The AVX2 Version: 16 Pixels Per Iteration
With AVX2, we extend to 256-bit registers and process 8 RGBA pixels (32 bytes) at a time, producing 8 grayscale bytes per iteration. The approach extends directly: VPSHUFB operates on 256-bit registers, treating the register as two independent 128-bit halves.
; Key difference for AVX2:
vmovdqu ymm0, [rsi + rcx*4] ; load 8 RGBA pixels (32 bytes)
; Apply the same shuffle and multiply logic with ymm registers
; VPMADDUBSW ymm1, ymm1, ymm4 ; 16 multiply-add pairs simultaneously
; VPSRLW ymm1, ymm1, 8
; VPACKUSWB ymm1, ymm1, ymm7
; NOTE: VPACKUSWB in AVX2 packs within each 128-bit lane, not across lanes
; so the 8 output bytes end up split between low 8 bytes of each 128-bit half:
; Result bytes: Y0 Y1 Y2 Y3 ?? ?? ?? ?? Y4 Y5 Y6 Y7 ?? ?? ?? ??
; Fix with VPERMQ ymm1, ymm1, 0b10_00_10_00 to consolidate
vpermq ymm1, ymm1, 0xD8 ; reorder 64-bit lanes to consolidate output bytes
vmovdqu [rdi + rcx], xmm1 ; store 8 bytes from low 128 bits
vzeroupper
Key Insight: Lane Crossing in AVX2
The most common mistake with AVX2 byte operations is forgetting that many instructions operate independently within each 128-bit half — they do NOT cross the 128-bit lane boundary. VPSHUFB shuffles within each 128-bit half. VPACKUSWB packs within each half. This means the 8 output bytes from 8 pixels end up split: 4 bytes in the low 128 bits and 4 bytes in the high 128 bits, in the wrong positions.

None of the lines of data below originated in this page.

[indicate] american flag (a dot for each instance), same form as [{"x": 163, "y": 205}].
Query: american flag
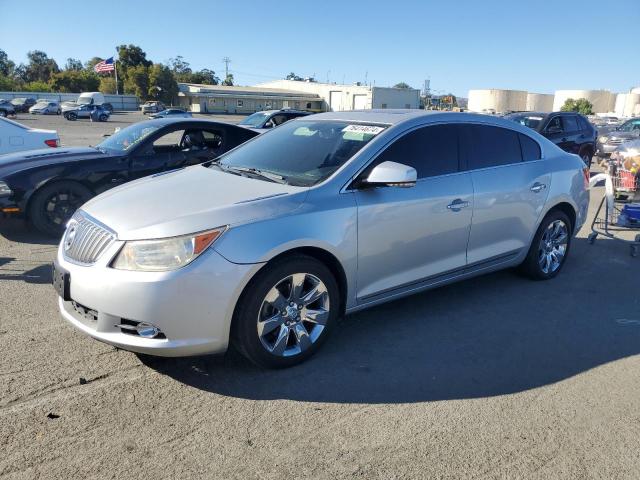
[{"x": 104, "y": 66}]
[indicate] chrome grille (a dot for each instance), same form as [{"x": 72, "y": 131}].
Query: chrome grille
[{"x": 85, "y": 239}]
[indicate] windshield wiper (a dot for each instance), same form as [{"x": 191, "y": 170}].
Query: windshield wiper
[{"x": 273, "y": 177}]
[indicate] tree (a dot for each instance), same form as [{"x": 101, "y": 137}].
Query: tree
[
  {"x": 40, "y": 67},
  {"x": 132, "y": 56},
  {"x": 137, "y": 81},
  {"x": 6, "y": 65},
  {"x": 228, "y": 80},
  {"x": 107, "y": 85},
  {"x": 73, "y": 64},
  {"x": 162, "y": 84},
  {"x": 74, "y": 81},
  {"x": 582, "y": 105}
]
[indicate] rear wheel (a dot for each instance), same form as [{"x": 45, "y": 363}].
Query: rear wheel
[
  {"x": 549, "y": 248},
  {"x": 53, "y": 206},
  {"x": 286, "y": 312}
]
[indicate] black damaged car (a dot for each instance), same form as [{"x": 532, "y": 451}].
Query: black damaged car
[{"x": 47, "y": 186}]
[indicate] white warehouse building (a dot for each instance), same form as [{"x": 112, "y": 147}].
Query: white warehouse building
[
  {"x": 337, "y": 97},
  {"x": 539, "y": 102},
  {"x": 496, "y": 100},
  {"x": 603, "y": 101}
]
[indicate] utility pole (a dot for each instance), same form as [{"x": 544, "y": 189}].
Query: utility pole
[{"x": 226, "y": 61}]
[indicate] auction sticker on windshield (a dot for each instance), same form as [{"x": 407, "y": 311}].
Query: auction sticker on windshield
[{"x": 370, "y": 129}]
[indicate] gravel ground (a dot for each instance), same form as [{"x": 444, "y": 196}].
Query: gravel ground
[{"x": 495, "y": 377}]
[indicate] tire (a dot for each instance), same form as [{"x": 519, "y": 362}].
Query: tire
[
  {"x": 534, "y": 264},
  {"x": 289, "y": 336},
  {"x": 48, "y": 214}
]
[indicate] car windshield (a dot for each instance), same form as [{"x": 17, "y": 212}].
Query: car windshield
[
  {"x": 127, "y": 138},
  {"x": 531, "y": 121},
  {"x": 255, "y": 120},
  {"x": 300, "y": 153}
]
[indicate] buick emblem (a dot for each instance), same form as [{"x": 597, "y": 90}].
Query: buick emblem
[{"x": 71, "y": 236}]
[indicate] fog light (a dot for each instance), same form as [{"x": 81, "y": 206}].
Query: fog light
[{"x": 147, "y": 330}]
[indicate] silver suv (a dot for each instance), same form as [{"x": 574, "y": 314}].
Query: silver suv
[{"x": 325, "y": 215}]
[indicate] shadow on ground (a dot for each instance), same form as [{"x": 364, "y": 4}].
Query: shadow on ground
[{"x": 492, "y": 335}]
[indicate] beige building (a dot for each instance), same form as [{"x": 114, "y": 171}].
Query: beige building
[{"x": 337, "y": 97}]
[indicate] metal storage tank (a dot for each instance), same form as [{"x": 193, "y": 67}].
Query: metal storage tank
[
  {"x": 497, "y": 100},
  {"x": 539, "y": 102},
  {"x": 603, "y": 101}
]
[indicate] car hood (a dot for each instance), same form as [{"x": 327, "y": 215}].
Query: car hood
[
  {"x": 15, "y": 162},
  {"x": 190, "y": 200}
]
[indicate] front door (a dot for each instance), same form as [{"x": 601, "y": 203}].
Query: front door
[{"x": 408, "y": 235}]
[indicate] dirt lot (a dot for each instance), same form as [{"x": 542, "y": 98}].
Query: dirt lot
[{"x": 496, "y": 377}]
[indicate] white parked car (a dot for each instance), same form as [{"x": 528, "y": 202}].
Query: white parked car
[{"x": 15, "y": 137}]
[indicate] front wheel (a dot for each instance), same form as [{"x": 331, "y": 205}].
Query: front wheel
[
  {"x": 549, "y": 248},
  {"x": 286, "y": 312},
  {"x": 53, "y": 206}
]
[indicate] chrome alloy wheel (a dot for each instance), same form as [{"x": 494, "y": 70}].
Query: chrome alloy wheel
[
  {"x": 293, "y": 314},
  {"x": 553, "y": 246}
]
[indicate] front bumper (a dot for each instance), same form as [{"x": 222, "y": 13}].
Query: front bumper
[{"x": 192, "y": 306}]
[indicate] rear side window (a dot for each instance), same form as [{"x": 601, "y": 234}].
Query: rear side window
[
  {"x": 570, "y": 123},
  {"x": 530, "y": 148},
  {"x": 487, "y": 146},
  {"x": 432, "y": 150}
]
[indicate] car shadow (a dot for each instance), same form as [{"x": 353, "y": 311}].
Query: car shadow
[
  {"x": 18, "y": 230},
  {"x": 491, "y": 335}
]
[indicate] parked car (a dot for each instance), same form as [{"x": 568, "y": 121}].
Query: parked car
[
  {"x": 23, "y": 104},
  {"x": 152, "y": 107},
  {"x": 264, "y": 121},
  {"x": 609, "y": 141},
  {"x": 85, "y": 111},
  {"x": 15, "y": 137},
  {"x": 571, "y": 131},
  {"x": 47, "y": 187},
  {"x": 7, "y": 109},
  {"x": 46, "y": 107},
  {"x": 173, "y": 113},
  {"x": 325, "y": 215}
]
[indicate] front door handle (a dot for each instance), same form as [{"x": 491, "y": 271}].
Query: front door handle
[
  {"x": 538, "y": 187},
  {"x": 457, "y": 205}
]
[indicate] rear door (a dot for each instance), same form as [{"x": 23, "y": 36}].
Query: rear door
[
  {"x": 510, "y": 183},
  {"x": 409, "y": 235}
]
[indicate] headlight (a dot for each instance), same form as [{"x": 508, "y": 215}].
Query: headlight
[
  {"x": 4, "y": 190},
  {"x": 165, "y": 254}
]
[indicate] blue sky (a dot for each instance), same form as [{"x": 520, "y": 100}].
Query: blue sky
[{"x": 538, "y": 46}]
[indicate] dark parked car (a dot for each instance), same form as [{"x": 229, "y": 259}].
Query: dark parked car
[
  {"x": 610, "y": 139},
  {"x": 23, "y": 104},
  {"x": 263, "y": 121},
  {"x": 6, "y": 109},
  {"x": 47, "y": 187},
  {"x": 571, "y": 131}
]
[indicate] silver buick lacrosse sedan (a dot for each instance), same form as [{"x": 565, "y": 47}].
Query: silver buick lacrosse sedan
[{"x": 270, "y": 244}]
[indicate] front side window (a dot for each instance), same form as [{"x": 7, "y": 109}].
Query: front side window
[
  {"x": 431, "y": 150},
  {"x": 301, "y": 153},
  {"x": 488, "y": 146}
]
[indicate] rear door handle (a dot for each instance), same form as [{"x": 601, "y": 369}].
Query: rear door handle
[
  {"x": 457, "y": 205},
  {"x": 538, "y": 187}
]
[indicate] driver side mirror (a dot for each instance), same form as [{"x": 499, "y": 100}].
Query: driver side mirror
[{"x": 392, "y": 174}]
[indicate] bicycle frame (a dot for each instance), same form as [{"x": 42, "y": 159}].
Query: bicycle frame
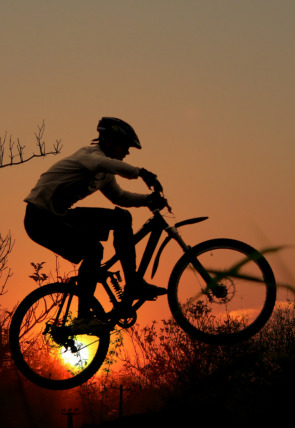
[{"x": 154, "y": 226}]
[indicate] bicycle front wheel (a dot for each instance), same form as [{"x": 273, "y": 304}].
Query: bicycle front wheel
[
  {"x": 40, "y": 342},
  {"x": 238, "y": 301}
]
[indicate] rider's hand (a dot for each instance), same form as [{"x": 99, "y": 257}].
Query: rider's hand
[
  {"x": 150, "y": 179},
  {"x": 156, "y": 202}
]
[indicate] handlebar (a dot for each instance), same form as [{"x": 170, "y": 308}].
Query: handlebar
[{"x": 157, "y": 188}]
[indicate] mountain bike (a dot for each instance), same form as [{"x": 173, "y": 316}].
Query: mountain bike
[{"x": 220, "y": 291}]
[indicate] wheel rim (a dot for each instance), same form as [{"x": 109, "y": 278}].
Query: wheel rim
[
  {"x": 233, "y": 309},
  {"x": 45, "y": 351}
]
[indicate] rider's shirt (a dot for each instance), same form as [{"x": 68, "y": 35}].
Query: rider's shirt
[{"x": 81, "y": 174}]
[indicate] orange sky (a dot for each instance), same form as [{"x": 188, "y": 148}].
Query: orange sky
[{"x": 208, "y": 86}]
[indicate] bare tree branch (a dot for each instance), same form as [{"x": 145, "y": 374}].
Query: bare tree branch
[
  {"x": 18, "y": 152},
  {"x": 6, "y": 245}
]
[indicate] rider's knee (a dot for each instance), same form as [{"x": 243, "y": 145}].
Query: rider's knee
[
  {"x": 94, "y": 251},
  {"x": 123, "y": 217}
]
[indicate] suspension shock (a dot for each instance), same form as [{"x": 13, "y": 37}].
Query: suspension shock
[{"x": 115, "y": 278}]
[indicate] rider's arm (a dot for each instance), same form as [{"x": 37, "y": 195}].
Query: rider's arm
[
  {"x": 123, "y": 198},
  {"x": 95, "y": 160}
]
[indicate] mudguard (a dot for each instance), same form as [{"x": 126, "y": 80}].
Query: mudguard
[{"x": 167, "y": 239}]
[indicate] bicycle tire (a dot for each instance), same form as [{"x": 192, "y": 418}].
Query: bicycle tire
[
  {"x": 230, "y": 325},
  {"x": 35, "y": 301}
]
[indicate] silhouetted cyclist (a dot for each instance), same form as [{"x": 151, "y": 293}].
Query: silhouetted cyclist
[{"x": 75, "y": 233}]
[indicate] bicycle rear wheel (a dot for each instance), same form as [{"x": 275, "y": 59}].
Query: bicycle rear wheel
[
  {"x": 40, "y": 342},
  {"x": 232, "y": 308}
]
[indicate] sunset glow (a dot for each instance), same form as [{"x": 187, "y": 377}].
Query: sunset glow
[{"x": 77, "y": 359}]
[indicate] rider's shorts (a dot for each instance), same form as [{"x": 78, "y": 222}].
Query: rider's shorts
[{"x": 71, "y": 236}]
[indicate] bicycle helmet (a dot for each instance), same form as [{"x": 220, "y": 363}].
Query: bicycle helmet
[{"x": 117, "y": 130}]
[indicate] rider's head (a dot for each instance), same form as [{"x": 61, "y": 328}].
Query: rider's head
[{"x": 116, "y": 137}]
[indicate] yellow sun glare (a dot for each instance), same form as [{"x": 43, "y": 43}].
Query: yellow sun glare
[{"x": 75, "y": 359}]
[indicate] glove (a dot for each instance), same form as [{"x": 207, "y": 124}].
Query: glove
[
  {"x": 156, "y": 202},
  {"x": 150, "y": 179}
]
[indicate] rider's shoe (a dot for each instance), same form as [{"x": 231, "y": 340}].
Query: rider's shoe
[
  {"x": 143, "y": 290},
  {"x": 87, "y": 326}
]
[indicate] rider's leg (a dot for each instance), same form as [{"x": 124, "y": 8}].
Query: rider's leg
[
  {"x": 125, "y": 249},
  {"x": 124, "y": 243},
  {"x": 87, "y": 277}
]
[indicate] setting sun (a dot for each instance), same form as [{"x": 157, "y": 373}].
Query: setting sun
[{"x": 75, "y": 359}]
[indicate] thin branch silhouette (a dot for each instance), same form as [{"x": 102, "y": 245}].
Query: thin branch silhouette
[{"x": 16, "y": 153}]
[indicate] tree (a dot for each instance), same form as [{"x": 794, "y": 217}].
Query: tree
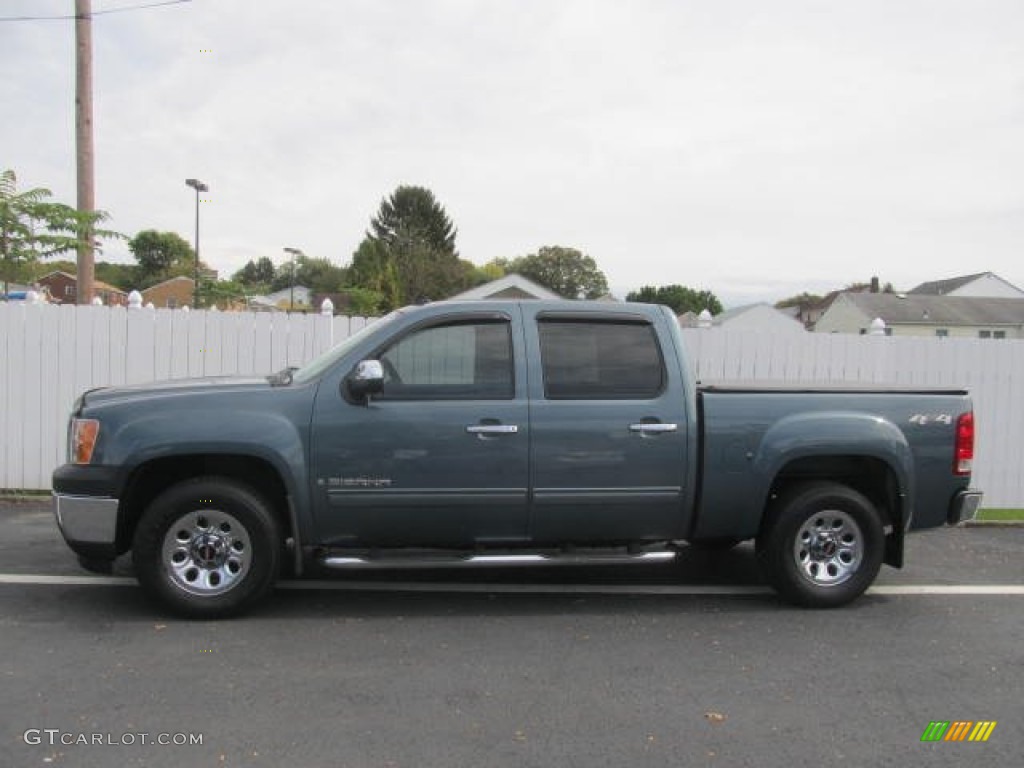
[
  {"x": 318, "y": 274},
  {"x": 409, "y": 254},
  {"x": 32, "y": 227},
  {"x": 259, "y": 272},
  {"x": 161, "y": 255},
  {"x": 565, "y": 270},
  {"x": 412, "y": 215},
  {"x": 680, "y": 298}
]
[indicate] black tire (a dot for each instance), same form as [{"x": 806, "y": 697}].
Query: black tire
[
  {"x": 822, "y": 545},
  {"x": 207, "y": 548}
]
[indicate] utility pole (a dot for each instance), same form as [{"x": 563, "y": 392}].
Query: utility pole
[{"x": 84, "y": 145}]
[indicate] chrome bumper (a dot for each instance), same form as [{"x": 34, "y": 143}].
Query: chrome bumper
[
  {"x": 86, "y": 519},
  {"x": 964, "y": 507}
]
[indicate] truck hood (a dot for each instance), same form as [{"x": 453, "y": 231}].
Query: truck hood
[{"x": 173, "y": 388}]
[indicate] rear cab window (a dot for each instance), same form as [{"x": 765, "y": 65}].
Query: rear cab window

VPERMQ (which CAN cross lanes, operating on 64-bit quadwords) is used to consolidate the output into contiguous bytes before storing.
Practical Lesson
SIMD image processing requires understanding both: 1. Data layout — AoS (RGBA RGBA...) vs. SoA (RRR... GGG... BBB...). SoA is almost always better for SIMD; AoS requires shuffles to extract channels. 2. Lane behavior — AVX2 operates in two independent 128-bit halves for most byte/word instructions. Always check the manual: does your instruction cross lanes or not?
The SSSE3 PMADDUBSW instruction is particularly elegant for this problem: it simultaneously multiplies and sums two pairs of channels per output element, halving the instruction count compared to separate multiply-then-add.